My setdefaulttimeout in python is not functioning

Need help, my setdefaulttimeout in python is not working. Please kindly help.

Please share your code so we can understand what you are doing.

@danpeters Just saying “it’s not working” does not give anyone any information to work from. Is there an error or exception? What is the error message? Or does it run, but give a different result than you expect? If so, in what specific way?

It’s generally impossible to speculate without:

  • some actual code. ideally a Minimal Reproducing Example (also make sure to use code formatting)
  • a detailed description of your expectations, and how the results differs from those expectations

Below is my python code. When I run it, the setdefulttimeout seems not to be working because the program does not give any output at all. Pls someone should kindly help me.
Thanks.


#!/usr/bin/python

import socket 

sock = socket.socket(socket.AF_INET, socket.SOCK_STREAM)
socket.setdefaulttimeout(2)

host = input("Enter host: ")
port = int(input("Enter port: "))

def portscanner(port):
    if sock.connect((host,port)):
        print ("Port is closed.")
    else:
        print ("Port is open.")
portscanner(port)

Does this kind of thing work?

#!/usr/bin/python3

import socket

def portscanner(host, port):
    sock = socket.socket(socket.AF_INET, socket.SOCK_STREAM)
    socket.setdefaulttimeout(2)
    try:
        if sock.connect((host, port)):
            print(f"Port {port} is closed.")
        else:
            print(f"Port {port} is open.")
    except:
        print(f"Connection refused on port {port}")


host = input("Enter host: ")
for port in range(21, 81):
    portscanner(host, port)

Still no output.

Okay, well that scrip is working fine on my system, so maybe it’s more to do with your system, rather than an issue with Python, per se, so maybe it would be of help if you said what your system set-up is?

As a footnote: I’m running Python 3.6.9 on a Linux OS

To add:

Are you sure that the host is on-line and reachable?

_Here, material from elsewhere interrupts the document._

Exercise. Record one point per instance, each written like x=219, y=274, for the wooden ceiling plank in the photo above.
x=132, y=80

I have this script that I use to check on a set range of IP addresses

import socket
import os

network_ip = ['192', '168', '1']
on_line = []
ping = ".".join(network_ip)

print("Starting ping scan...\n")
for host in range(1, 21):
    ip_address = '{}.{}'.format(ping, host)
    print(f"sending ping: {ip_address}")
    stream = os.popen(f'ping -c 2 {ip_address}')
    output = stream.read()
    if '0 received' in output:
        print(f"{ip_address} unreachable\n")
    else:
        print(f"{ip_address} reachable\n")
        on_line.append(ip_address)

print(f"Ping response from {len(on_line)} hosts:\n")
for ip in on_line:
    print(ip)
print("\nDone.\n")

… which you’ll need to customize so match your LAN


To add a little more…

Having done some testing, I can say that the socket.setdefaulttimeout() method is working on my system, in the script that I posted.

You create a socket that was a timeout of 0 then you set the default to 2.
That does not change the existing socket.

Either do this:

socket.setdefaulttimeout(2)
sock = socket.socket(socket.AF_INET, socket.SOCK_STREAM)

or what I tend to do is set all the properties I need on the created sock
and not reply on defaults. But then I write code with lots of sockets
with different policy for behaviors.

sock = socket.socket(socket.AF_INET, socket.SOCK_STREAM)
sock.settimeout(2)

Thanks for the reply. After trying the options I got the message below:

image.png

Daniel Peter

If you do not want the timeout to cause the program to quit prematurely you have to handle the exception. Enclose your connect between try and except:

try:
    ... # put your sock.connect() here
except TimeoutError:
    ... # put your timeout handling here

Timeout happens when you receive no response from the target - neither positive (connection established) nor negative (connection rejected).